「鉄棒で足や頭をたたかれた」現場から新たに救出された男性が語る壮絶な被害

M社で働く特定技能の外国人労働者(ミャンマー人女性提供)

実は札幌地域労組が申し入れをした際、新たに2人のミャンマー人の男性が保護されていた。

大きなスーツケースを転がし車に乗り込む男性たち。ホッとした表情を浮かべ解放感に満ち溢れた様子だ。

2人のうち日本語が比較的堪能なFさん(23)。
「(いまどんな気持ちか?)うれしい気持ちと不安な気持ちがある」

実は、脱出するために寮の中で荷物をまとめていたら長男が突然現れたという。

「寮を出る時に長男から『本当に行くのか。

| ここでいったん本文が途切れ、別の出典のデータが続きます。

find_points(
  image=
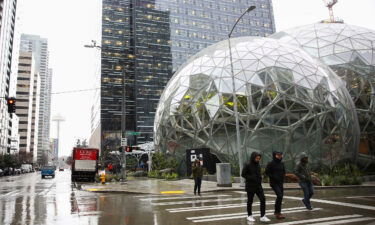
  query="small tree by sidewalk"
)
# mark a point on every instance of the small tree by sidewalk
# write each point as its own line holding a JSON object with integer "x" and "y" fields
{"x": 163, "y": 166}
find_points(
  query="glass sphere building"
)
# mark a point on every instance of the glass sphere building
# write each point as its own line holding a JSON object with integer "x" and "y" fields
{"x": 287, "y": 101}
{"x": 350, "y": 52}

お前たちがいないと明日から仕事がまわらなくなる』と言われた」

自分たちが出て行ったせいでM社の仕事がまわらなくなるのは…
畑の機械を操作できるのは男性しかいない…
そんな責任感や負い目が去来したのだろう。

「それでも行くのか」と長男に問われたが、男性は「行きたいです」と答えたという。

脱出したもう一人の男性Eさん(20)は、自分が受けた被害を次のように話した。

「私は次男から暴力を振るわれました。7月5日午後4時頃に、ブロッコリー畑で草取りの作業をしていました。次男は、ブロッコリーの苗の傷を見つけ、私に向かって『お前がやったのか』と怒鳴りました。私が『わかりません』と言うと『なんでわからないのか』と怒鳴り、私がもっていた除草道具(ステンレス製棒で長さは約1メートル)で私の右足の太腿の裏を7~8回叩きました。次男は私の頭をたたこうと構えたので、とっさに右手を上げて頭を守ろうとしたら、次男はそのまま除草道具を振り下ろして私の右上腕部を2回ほどたたきました。次男は、右太腿をたたこうとしたので、私は右腕を下ろして防ごうとしたところ、次男は私の頭頂部に除草道具を振り下ろしてたたきました。私は『ごめんなさい』と何度も謝りましたが、暴力を止めてくれませんでした」

Eさんは父親からも暴力を振るわれたという。さらにM社で働く多くのミャンマー人が父親や次男から暴力を振るわれたり、理不尽な扱いを受けたりしたと訴える。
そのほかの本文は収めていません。